Nek Pur pun membenarkan, bisa saja Peter datang ke rumah Nek Pur karena ingin membawa Dania pergi begitu tahu Dania sudah berkumpul bersama Papanya, karena Peter belum tahu kalau Dania sudah menikah.
"Makanya aku mau jujur sama Mama, Pa." kata Dania sebelum naik ke mobil.
"Kamu mau bilang apa?" tanya Papa.
"Bilang saja kalau ternyata Nanta cucu Suryaputra ditempat Papa bekerja." jawab Dania, Micko pun mengangguk setuju.
"Tapi, handphone Mama belum aktif." kata Dania kemudian.
"Iya, nanti saja senin kamu kabari, senin pasti Mamamu sudah kembali ke kota kan." tanya Papa, Dania menganggukkan kepalanya, karena senin Jack dan adik-adik Dania pasti sudah beraktifitas normal.
"Nanti ketemu di rumah Papa, Boy." kata Micko pada menantunya.
"Iya Om." jawab Nanta tersenyum pada mertuanya. Ia pun melajukan kendaraannya perlahan meninggalkan Om Micko dan yang lain, mereka juga sudah siap pergi ke rumah Kenan, mungkin mereka yang lebih dulu sampai dibanding Nanta dan Dania nanti.
"Nek Pur, tidak apa kan Dania tinggal dirumah Papa dulu." tanya Dania meminta ijin.
"Untuk situasi sekarang lebih aman kamu dirumah Papa, karena ada yang menjaga kamu disana saat Nanta pergi." kata Nek Pur pada Dania.
"Memang Om Peter itu menyeramkan, Nek?" tanya Nanta pada Nek Pur.
"Tampangnya itu sopan sekali, Mas." kata Dania.
"Oh ya?" Nanta tidak percaya.
"Dia itu kalau dilihat secara penampilan sangat menyenangkan, bicaranya halus tapi ternyata penuh tipu muslihat." kata Dania lagi.
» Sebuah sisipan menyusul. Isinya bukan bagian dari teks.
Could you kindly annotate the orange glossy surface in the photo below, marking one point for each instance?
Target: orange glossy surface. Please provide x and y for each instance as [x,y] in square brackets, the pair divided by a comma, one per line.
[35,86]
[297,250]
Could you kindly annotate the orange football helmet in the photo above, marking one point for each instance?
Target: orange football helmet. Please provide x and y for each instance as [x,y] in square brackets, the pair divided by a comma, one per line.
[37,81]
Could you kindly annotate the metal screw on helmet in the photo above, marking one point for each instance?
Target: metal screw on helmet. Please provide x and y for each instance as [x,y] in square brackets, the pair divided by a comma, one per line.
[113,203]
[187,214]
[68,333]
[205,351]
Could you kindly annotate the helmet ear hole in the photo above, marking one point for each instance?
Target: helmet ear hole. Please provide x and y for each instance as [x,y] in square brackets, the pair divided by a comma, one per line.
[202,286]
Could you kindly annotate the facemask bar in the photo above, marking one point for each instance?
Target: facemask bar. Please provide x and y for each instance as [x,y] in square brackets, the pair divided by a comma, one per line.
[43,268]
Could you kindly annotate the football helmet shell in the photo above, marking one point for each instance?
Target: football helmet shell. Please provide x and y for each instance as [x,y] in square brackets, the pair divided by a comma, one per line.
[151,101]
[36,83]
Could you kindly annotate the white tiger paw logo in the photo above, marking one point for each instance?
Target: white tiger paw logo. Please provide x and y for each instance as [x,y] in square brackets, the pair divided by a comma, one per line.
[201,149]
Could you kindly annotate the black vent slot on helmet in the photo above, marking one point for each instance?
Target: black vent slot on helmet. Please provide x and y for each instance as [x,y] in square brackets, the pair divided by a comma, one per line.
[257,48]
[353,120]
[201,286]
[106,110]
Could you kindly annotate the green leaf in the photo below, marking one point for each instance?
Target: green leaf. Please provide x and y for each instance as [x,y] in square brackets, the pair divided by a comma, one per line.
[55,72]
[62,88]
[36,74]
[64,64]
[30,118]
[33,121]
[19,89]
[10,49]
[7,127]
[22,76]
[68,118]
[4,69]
"Ish jangan begitu." Nanta mengingatkan.
"Ini kenyataan loh, buktinya ternyata transferan Papa ke Mama balik lagi ke rekening dia, pantas saja Mama tiap aku minta uang selalu bilang tidak punya uang. Mengharap semua dari Jack juga tidak mungkin, sudah mau tampung dan kasih makan aku saja selama sepuluh tahun sudah syukur." kata Dania.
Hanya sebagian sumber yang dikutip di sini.